The next book in my stack is Louis Auchincloss' A Voice From Old New York: A Memoir of My Youth. It is a slim tome, published (I believe) posthumously, of the recollections of the male Edith Wharton of my parents' generation. I've read about half of it (Reggie, like many, keeps several books running at once), and I find it to be moderately absorbing so far. Mr. Auchincloss provides a crystalline view into the rarified world of what was once left of the old Knickerbocker families, a subject he considers with somewhat mixed emotions.
I look forward to burrowing into John Julius Norwich's Trying to Please: A Memoir once I finish the first two books on my table. The author is the son of the celebrated Sir Duff and Lady Diana Cooper, both of whose fascinating memoirs I read with pleasure in years past. I am intrigued to read the perspective that Norwich, their only child and heir, brings to their stories, as well as to his own.

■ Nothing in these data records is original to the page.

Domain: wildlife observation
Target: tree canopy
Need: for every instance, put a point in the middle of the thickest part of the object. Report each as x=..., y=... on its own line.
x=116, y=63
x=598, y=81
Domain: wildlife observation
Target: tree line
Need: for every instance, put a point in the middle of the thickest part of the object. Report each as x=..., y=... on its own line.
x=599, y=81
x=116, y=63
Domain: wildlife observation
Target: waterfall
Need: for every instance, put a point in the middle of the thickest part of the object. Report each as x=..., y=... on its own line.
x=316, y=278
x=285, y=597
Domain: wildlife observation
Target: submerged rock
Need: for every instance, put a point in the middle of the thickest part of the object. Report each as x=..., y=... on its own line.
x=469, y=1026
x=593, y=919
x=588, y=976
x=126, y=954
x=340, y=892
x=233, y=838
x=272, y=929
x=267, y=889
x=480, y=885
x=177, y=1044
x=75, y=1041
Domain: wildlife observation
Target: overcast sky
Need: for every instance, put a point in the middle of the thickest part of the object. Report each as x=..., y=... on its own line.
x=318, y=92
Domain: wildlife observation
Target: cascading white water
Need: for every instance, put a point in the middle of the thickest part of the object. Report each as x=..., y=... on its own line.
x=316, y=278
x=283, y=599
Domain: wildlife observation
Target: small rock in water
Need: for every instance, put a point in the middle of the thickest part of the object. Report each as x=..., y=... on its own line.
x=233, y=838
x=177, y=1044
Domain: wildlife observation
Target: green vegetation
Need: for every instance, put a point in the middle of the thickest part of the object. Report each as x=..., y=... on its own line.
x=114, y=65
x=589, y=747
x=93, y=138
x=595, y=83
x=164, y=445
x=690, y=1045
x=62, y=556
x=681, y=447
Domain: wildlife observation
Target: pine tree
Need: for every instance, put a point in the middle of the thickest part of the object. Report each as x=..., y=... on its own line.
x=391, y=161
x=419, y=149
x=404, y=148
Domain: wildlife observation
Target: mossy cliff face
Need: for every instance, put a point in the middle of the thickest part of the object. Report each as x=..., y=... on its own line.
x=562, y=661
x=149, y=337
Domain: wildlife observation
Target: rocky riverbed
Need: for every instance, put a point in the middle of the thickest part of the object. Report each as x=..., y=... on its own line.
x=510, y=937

The fourth book on my table is Ethan Mordden's The Guest List: How Manhattan Defined American Sophistication—From the Algonquin Round Table to Truman Capote's Ball. Back in my late twenties and early thirties I enjoyed reading (and in some cases re-reading) Mr. Mordden's collections of short stories about a group of young men who frolicked on the Manhattan/Fire Island Pines axis that I also frequented at the time. Since then we've both grown up, and I look forward to delving into his book on a subject that Reggie always enjoys learning more about: life among the social moths that once circled the flames in the city he is most fortunate to call his home.
The last book in my bedside stack is Kay Thompson: From Funny Face to Eloise, a biography by Sam Irvin. I've always wanted to know more about the enigmatic Miss Thompson, star of cabaret, movie musicals, and authoress of the famed Eloise at the Plaza series and, apparently, one of the great (and more complicated) creative characters of the twentieth century. Now that Mr. Irvin has come out with his well-received book I have my chance.
And there you have it, Dear Reader, Reggie's current bedside reading. I am particularly pleased with this selection of books, and I look forward to wiling away many delicious hours between their covers.
Tell me, what's your current reading list?